2. Confining Pressure = 160 kPa; Failure Pressure = 383.5 kPa.

Determine the friction angle and cohesion using the p-q diagram.

We first start by computing p and q for each case as follows:

$p_1 = 200/2+70/2 = 135\,kPa$

$p_2 = 383.5/2 + 160/2 = 271.75\,kPa$

$q_1 = 200/2-70/2 = 65\,kPa$

$q_2 = 383.5/2 - 160/2 = 111.75\,kPa$

The slope is simply

$m = \frac {q_2 - q_1}{p_2 - p_1} = \frac {111.75 - 65}{271.5 - 135} = 0.342 = \tan(\delta)$

from which

$\delta = 18.9^o$

$\phi = sin^{-1}(tan(\delta)) = sin^{-1}(0.342) = 20.03^o$

$b = q - mp = 65 - 0.342 \times 135 = 18.83$ (using values from the first point, just as easy to use the second one.)

$b = c\sqrt {1-\left (\tan(\delta)\right )^{2}} = c \sqrt {1-0.342^{2}} = 0.94 c$

$b = 18.83 = 0.94 c$

$c = 20.03\,kPa$

Use of this method eliminates the need to solve two equations in two unknowns, and the repetition of the quantity $tan(\delta)$ makes the calculations a little simpler.  When $c = 0$, the calculations are even simpler, as $p_1 = q_1 = 0$.

### Stress Paths

As mentioned earlier, p-q diagrams are commonly used with stress paths.  An example of this from DM 7.01 is shown below.

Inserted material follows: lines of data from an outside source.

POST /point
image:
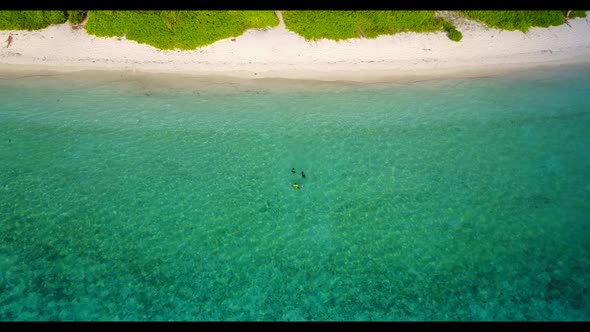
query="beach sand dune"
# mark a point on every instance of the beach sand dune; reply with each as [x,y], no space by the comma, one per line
[280,53]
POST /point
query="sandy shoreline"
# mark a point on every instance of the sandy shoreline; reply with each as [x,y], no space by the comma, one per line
[279,53]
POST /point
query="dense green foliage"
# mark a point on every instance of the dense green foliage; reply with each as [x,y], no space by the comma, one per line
[30,19]
[520,19]
[452,32]
[177,29]
[76,16]
[344,24]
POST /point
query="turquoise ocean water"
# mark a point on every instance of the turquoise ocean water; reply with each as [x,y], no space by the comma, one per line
[464,199]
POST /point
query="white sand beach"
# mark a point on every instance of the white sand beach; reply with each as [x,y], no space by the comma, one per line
[279,53]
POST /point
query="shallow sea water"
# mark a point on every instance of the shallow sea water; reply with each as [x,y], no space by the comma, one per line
[464,199]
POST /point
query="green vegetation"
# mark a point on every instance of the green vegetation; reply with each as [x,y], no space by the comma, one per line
[452,32]
[520,19]
[76,16]
[345,24]
[30,19]
[177,29]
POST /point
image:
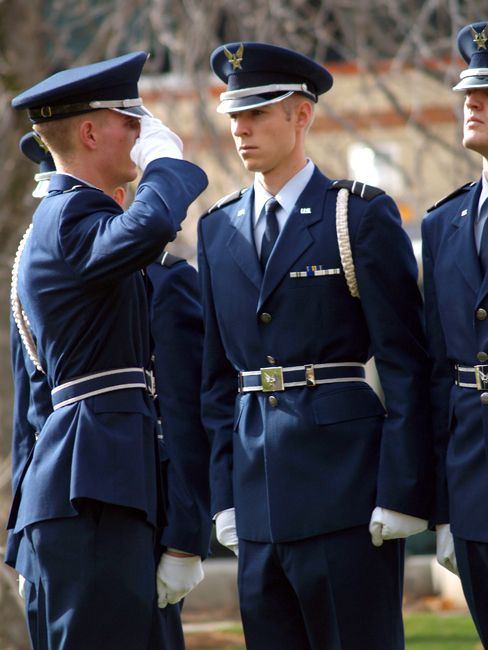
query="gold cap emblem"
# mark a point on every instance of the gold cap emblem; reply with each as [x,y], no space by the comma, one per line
[480,38]
[236,58]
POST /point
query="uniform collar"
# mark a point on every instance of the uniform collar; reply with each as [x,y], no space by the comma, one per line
[287,196]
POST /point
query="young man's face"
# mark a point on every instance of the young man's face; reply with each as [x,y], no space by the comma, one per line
[476,120]
[265,137]
[119,133]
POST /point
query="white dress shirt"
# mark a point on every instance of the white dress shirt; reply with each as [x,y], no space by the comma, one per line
[482,212]
[286,197]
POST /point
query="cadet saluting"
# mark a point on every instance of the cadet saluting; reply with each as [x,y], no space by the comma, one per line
[455,255]
[303,457]
[90,497]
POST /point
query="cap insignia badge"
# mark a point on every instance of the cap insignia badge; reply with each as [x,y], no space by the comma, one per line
[235,59]
[480,38]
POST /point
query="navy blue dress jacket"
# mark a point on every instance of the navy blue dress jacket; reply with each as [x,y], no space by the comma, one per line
[455,292]
[323,457]
[177,330]
[82,290]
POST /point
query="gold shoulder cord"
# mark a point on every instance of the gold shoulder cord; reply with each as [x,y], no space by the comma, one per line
[17,309]
[345,243]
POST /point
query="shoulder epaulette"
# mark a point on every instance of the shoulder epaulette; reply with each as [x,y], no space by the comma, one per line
[167,259]
[367,192]
[230,198]
[450,196]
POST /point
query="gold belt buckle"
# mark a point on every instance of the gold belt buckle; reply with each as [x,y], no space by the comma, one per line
[309,375]
[481,376]
[272,379]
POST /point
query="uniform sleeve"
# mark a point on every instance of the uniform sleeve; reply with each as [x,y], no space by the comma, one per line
[440,383]
[23,432]
[219,389]
[387,280]
[177,329]
[100,243]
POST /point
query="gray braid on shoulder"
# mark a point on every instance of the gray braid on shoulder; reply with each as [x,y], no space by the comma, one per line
[20,317]
[345,243]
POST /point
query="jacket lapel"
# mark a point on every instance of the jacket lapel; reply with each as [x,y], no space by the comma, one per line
[241,242]
[463,242]
[295,238]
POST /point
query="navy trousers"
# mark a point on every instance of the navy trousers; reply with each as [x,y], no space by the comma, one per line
[472,559]
[95,581]
[332,592]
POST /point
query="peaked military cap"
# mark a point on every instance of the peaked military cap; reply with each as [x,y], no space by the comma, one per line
[472,43]
[108,84]
[257,74]
[33,148]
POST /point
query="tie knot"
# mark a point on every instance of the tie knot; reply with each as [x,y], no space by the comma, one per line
[271,205]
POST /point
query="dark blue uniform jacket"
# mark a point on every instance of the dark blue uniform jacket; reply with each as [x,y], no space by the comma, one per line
[455,292]
[84,295]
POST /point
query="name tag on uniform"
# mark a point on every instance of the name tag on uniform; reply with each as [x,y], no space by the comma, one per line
[312,271]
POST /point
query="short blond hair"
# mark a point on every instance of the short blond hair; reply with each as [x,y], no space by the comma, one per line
[289,104]
[59,135]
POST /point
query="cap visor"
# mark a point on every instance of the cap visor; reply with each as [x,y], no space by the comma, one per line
[472,82]
[253,101]
[134,111]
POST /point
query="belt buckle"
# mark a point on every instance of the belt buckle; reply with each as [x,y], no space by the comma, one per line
[481,376]
[309,375]
[272,379]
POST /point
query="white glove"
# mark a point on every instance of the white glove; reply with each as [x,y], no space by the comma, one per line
[446,555]
[22,586]
[155,141]
[176,577]
[225,522]
[388,524]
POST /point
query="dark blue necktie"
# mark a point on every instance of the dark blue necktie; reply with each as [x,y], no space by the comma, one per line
[484,242]
[271,233]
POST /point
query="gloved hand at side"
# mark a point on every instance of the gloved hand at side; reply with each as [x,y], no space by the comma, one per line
[225,522]
[388,524]
[446,555]
[155,141]
[176,577]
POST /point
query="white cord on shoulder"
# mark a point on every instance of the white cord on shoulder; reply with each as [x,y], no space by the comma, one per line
[17,309]
[345,243]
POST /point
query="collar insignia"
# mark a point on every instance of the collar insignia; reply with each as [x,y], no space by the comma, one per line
[236,58]
[480,38]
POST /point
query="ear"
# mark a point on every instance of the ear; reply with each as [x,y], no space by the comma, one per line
[303,112]
[119,196]
[88,134]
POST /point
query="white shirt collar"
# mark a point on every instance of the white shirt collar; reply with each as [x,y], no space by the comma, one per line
[287,196]
[484,192]
[79,179]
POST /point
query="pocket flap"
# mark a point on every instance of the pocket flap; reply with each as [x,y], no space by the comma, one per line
[351,404]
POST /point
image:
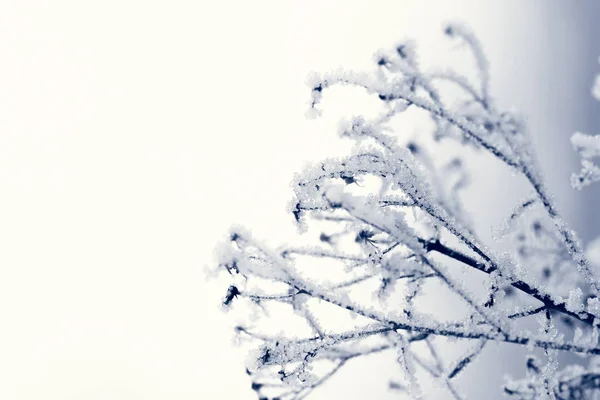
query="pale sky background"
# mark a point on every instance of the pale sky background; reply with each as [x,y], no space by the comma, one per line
[133,133]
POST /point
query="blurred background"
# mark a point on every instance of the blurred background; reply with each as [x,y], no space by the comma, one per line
[133,134]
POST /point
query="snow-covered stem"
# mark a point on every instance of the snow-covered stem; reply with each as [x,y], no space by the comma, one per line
[391,224]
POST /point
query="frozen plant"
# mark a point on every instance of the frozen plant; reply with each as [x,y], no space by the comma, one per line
[392,239]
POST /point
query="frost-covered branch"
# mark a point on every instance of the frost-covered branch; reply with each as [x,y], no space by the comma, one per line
[390,230]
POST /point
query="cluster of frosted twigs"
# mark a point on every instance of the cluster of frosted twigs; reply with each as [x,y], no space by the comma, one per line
[392,231]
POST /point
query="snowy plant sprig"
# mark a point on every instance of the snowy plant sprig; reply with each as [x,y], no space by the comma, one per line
[389,230]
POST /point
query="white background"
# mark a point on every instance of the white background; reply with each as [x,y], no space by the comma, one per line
[133,133]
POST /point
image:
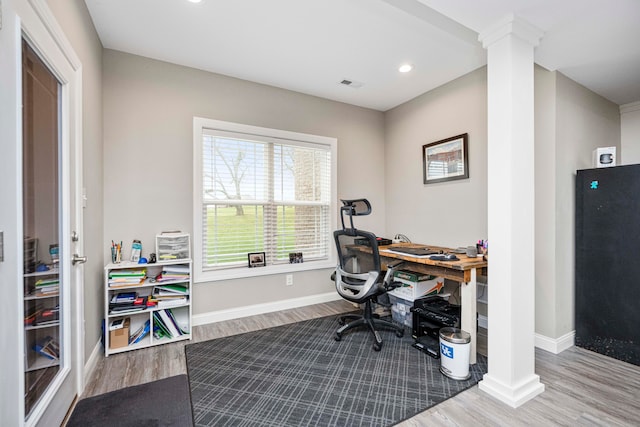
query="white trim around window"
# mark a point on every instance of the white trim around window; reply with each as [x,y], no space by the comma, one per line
[264,195]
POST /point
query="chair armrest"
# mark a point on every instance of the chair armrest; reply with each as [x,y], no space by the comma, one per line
[388,282]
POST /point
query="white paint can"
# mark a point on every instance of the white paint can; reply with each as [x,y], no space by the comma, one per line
[455,349]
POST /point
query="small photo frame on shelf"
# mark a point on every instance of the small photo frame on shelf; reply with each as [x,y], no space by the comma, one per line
[256,259]
[445,160]
[295,258]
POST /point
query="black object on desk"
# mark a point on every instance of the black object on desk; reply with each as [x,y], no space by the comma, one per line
[429,315]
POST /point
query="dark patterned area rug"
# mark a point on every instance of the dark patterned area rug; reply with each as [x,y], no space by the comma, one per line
[158,403]
[298,375]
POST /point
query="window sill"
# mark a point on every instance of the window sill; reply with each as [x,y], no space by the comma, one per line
[239,273]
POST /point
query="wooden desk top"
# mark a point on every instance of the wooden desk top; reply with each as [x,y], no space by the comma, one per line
[455,270]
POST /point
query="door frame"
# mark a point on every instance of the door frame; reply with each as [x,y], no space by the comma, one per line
[34,21]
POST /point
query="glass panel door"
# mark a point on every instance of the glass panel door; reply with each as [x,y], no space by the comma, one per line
[42,228]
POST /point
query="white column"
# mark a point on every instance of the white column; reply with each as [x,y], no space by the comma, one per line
[511,306]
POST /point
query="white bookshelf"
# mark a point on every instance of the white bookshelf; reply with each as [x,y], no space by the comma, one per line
[181,311]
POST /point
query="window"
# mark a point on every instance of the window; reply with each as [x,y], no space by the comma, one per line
[261,190]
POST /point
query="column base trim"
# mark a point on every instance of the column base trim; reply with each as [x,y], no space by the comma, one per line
[513,396]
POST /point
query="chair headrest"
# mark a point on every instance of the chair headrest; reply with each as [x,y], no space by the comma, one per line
[356,207]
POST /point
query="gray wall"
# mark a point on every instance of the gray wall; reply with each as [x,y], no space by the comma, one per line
[148,136]
[570,122]
[446,214]
[76,23]
[630,134]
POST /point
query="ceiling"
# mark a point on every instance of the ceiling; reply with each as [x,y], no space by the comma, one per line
[311,46]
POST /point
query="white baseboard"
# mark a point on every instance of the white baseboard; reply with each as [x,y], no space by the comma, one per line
[556,345]
[483,321]
[251,310]
[91,364]
[552,345]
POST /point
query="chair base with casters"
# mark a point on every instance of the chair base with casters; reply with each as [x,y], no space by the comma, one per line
[369,320]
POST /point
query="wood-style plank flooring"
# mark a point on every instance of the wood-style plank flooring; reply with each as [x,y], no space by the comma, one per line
[581,388]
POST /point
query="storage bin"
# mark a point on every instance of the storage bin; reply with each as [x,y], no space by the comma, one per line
[120,337]
[416,285]
[401,310]
[173,246]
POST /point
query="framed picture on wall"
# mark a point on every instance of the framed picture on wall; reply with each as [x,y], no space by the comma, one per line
[445,160]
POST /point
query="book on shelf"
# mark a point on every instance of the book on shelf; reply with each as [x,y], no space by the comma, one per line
[182,331]
[48,347]
[171,302]
[31,315]
[142,332]
[137,272]
[127,277]
[167,322]
[124,297]
[171,289]
[47,282]
[48,316]
[160,330]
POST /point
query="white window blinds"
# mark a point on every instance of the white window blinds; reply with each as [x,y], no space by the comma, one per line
[261,193]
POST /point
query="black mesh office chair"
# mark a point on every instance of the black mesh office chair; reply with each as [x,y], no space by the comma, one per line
[360,279]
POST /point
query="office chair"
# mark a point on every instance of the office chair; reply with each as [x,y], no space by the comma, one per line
[361,280]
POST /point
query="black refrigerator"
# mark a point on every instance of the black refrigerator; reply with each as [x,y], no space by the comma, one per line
[607,288]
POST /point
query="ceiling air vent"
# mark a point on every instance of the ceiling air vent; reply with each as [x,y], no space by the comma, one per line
[351,83]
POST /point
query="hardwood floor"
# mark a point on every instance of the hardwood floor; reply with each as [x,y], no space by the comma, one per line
[581,388]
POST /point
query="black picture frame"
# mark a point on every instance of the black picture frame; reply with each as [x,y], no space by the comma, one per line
[256,259]
[446,160]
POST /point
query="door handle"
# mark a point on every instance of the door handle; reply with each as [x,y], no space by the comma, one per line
[78,259]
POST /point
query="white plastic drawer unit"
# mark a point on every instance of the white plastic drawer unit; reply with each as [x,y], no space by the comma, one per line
[172,246]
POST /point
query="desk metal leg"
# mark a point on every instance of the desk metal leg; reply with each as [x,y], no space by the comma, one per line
[468,307]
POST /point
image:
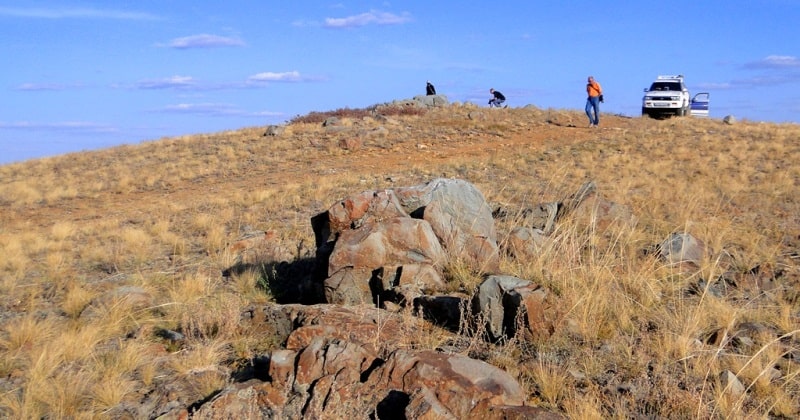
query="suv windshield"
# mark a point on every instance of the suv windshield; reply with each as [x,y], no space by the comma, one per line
[675,86]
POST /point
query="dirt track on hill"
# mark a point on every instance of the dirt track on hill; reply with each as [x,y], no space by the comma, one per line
[466,145]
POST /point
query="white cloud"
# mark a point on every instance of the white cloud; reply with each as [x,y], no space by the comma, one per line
[372,17]
[76,126]
[288,76]
[40,86]
[775,62]
[174,82]
[204,41]
[212,109]
[74,13]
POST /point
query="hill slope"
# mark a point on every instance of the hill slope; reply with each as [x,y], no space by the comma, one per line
[106,254]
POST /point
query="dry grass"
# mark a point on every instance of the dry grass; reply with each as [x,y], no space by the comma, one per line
[102,250]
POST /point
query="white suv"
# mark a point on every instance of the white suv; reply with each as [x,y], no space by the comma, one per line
[666,96]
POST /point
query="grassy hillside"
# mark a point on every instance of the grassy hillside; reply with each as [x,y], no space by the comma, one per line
[106,253]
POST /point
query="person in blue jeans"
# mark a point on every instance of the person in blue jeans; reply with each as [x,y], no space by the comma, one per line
[497,98]
[594,97]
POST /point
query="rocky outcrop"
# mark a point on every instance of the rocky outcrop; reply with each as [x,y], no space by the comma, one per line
[351,366]
[395,242]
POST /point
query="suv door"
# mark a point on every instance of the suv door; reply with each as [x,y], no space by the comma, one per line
[700,105]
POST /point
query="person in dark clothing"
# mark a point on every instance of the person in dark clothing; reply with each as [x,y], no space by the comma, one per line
[429,89]
[497,98]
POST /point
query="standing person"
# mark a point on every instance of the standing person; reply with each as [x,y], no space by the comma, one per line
[429,89]
[594,97]
[497,98]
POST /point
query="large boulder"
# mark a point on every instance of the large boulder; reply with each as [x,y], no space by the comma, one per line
[399,253]
[397,241]
[460,217]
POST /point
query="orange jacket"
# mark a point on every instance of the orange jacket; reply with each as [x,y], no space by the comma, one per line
[594,89]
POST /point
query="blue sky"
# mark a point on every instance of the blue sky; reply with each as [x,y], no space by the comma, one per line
[82,75]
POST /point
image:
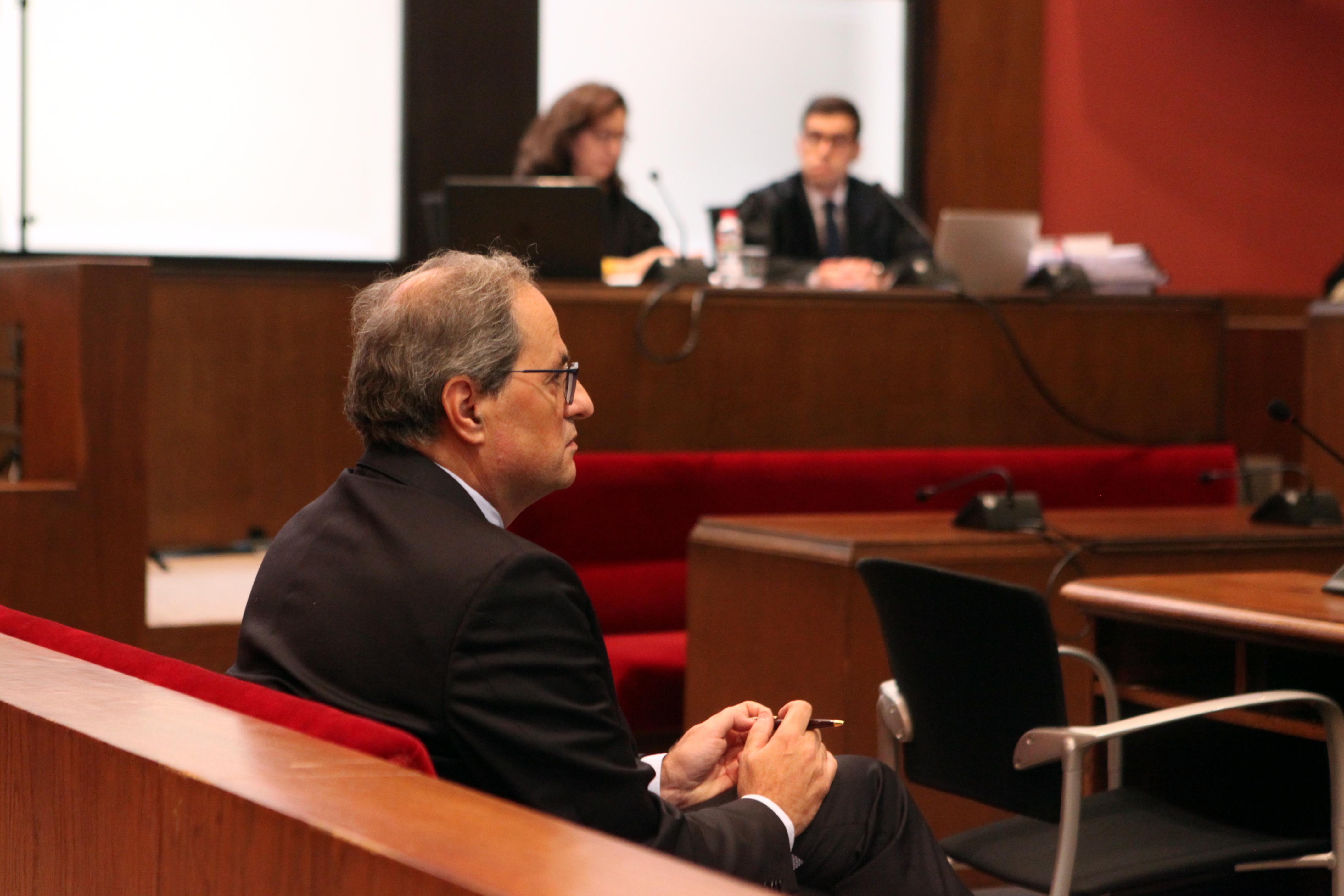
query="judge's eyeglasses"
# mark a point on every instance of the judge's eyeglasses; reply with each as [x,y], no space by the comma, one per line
[572,378]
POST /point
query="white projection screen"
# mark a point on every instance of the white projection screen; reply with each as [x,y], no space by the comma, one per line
[715,88]
[210,128]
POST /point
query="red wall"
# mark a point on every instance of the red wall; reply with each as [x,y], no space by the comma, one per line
[1213,131]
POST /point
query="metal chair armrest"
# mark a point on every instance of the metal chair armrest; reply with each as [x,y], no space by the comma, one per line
[1039,746]
[894,713]
[1111,696]
[894,723]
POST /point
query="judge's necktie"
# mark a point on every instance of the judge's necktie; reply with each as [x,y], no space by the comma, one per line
[832,249]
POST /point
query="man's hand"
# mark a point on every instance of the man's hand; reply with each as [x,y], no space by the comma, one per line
[848,273]
[792,769]
[705,762]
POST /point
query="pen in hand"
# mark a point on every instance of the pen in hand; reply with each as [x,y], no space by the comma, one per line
[815,723]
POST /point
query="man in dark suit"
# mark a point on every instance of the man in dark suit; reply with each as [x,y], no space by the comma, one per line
[826,227]
[400,596]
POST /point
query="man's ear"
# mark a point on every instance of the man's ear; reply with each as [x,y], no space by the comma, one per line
[462,402]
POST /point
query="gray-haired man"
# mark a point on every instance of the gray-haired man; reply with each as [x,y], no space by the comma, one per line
[400,596]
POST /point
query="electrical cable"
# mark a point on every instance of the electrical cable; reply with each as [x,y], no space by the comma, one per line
[1039,385]
[693,335]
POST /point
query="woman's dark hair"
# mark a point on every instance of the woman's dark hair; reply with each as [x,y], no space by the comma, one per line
[545,148]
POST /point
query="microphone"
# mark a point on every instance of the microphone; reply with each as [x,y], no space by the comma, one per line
[667,201]
[910,218]
[1288,507]
[1280,410]
[673,272]
[1007,511]
[1287,467]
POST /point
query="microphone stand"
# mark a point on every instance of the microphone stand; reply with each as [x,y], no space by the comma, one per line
[1289,507]
[1280,410]
[1007,511]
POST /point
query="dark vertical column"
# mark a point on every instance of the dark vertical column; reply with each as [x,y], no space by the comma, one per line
[471,91]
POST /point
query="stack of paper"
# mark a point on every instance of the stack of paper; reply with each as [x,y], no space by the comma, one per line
[1113,269]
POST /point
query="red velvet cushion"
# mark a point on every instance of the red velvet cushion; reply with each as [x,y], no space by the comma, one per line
[305,716]
[647,596]
[650,669]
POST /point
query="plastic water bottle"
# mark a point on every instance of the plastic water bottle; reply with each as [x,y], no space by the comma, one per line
[728,249]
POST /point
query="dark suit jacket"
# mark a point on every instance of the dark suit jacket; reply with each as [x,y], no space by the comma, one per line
[627,229]
[392,597]
[779,217]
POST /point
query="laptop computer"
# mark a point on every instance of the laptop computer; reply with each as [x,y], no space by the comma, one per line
[987,250]
[553,222]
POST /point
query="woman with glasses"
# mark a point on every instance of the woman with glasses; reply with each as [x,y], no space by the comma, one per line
[582,136]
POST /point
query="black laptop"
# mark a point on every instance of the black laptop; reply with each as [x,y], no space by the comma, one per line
[553,222]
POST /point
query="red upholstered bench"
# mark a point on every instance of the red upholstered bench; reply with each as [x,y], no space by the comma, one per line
[305,716]
[624,523]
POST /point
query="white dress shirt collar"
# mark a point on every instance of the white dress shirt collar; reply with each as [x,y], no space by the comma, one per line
[487,508]
[818,203]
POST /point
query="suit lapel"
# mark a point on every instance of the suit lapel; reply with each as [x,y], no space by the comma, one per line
[802,214]
[859,213]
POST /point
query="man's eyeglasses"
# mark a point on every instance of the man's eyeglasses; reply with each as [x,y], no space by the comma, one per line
[839,142]
[572,378]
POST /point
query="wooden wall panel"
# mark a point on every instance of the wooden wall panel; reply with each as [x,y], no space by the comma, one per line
[983,98]
[1265,356]
[777,370]
[119,787]
[246,377]
[1323,401]
[73,534]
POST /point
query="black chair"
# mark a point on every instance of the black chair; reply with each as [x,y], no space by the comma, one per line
[980,713]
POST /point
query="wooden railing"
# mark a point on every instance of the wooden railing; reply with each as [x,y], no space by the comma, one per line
[119,787]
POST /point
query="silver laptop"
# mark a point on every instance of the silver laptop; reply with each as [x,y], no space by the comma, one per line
[987,250]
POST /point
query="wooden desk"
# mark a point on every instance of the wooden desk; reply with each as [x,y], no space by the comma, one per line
[776,610]
[119,787]
[248,367]
[781,369]
[1175,639]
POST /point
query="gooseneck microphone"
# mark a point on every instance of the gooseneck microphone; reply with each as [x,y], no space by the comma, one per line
[1002,472]
[1288,467]
[1280,410]
[1007,511]
[1289,507]
[667,201]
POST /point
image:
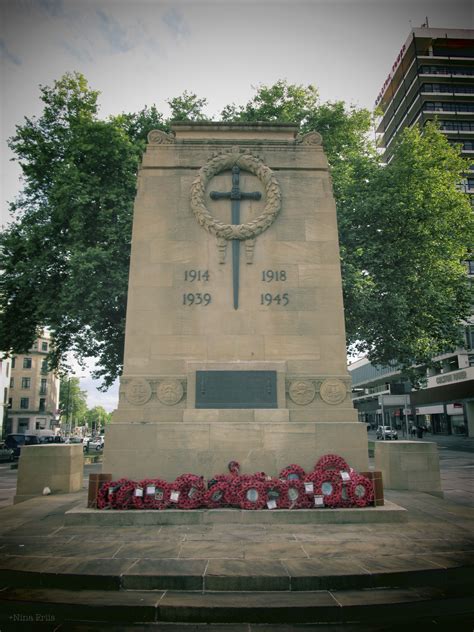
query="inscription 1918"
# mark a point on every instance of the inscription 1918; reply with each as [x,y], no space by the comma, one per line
[273,275]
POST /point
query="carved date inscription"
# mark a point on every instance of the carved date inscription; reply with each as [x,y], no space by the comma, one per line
[196,298]
[274,299]
[273,275]
[196,275]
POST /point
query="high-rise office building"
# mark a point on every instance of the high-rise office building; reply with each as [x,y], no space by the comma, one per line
[34,391]
[432,76]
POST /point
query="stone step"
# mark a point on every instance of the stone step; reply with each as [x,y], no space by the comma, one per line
[23,606]
[84,516]
[221,575]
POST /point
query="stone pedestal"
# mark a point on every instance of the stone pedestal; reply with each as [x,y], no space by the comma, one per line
[212,294]
[412,465]
[57,466]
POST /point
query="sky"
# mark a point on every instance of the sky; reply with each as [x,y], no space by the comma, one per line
[144,52]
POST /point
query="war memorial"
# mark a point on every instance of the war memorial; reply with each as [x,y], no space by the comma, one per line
[235,343]
[234,352]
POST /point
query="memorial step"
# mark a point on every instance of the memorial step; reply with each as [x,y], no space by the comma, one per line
[225,576]
[315,607]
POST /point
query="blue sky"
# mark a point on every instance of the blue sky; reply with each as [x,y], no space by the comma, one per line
[137,53]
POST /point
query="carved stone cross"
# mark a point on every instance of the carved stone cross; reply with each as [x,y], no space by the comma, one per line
[235,195]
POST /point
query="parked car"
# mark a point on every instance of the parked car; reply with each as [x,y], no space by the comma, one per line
[74,440]
[6,454]
[51,439]
[15,442]
[385,432]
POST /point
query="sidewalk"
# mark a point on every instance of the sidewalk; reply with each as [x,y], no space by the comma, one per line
[459,443]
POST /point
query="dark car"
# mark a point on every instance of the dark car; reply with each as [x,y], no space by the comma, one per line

We note that p and q are defined here exactly as we have them above.  (That isn’t always the case; examples of other formulations of the p-q diagram are here.  We should note, however, that for this diagram $\phi" = \delta$)  With this we can track the stress state of a sample from the start (where the deviator stress is zero, at the start of the triaxial test) around to its various points of stress.

As an example, consider the stress path example from Verruijt, A., and van Bars, S. (2007). Soil Mechanics. VSSD, Delft, the Netherlands.  The basic data from Test 1 are below:

 $\sigma_3$ Deviator Stress Pore Water Pressure 40 0 0 40 10 4 40 20 9 40 30 13 40 40 17 40 50 21 40 60 25

Using the p-q diagram and performing some calculations (which are shown in the spreadsheet Stress Paths Verruijt Example)  the stress paths can be plotted as follows:

It’s worth noting that the q axis is unaffected by the drainage condition because the pore water pressures cancel each other out.  Only the p-axis changes.

## Conclusion

The p-q diagram is a method of simplifying the analysis of triaxial and other stress data which are commonly used in soil mechanics.  It can be used in a variety of applications and solve a range of problems.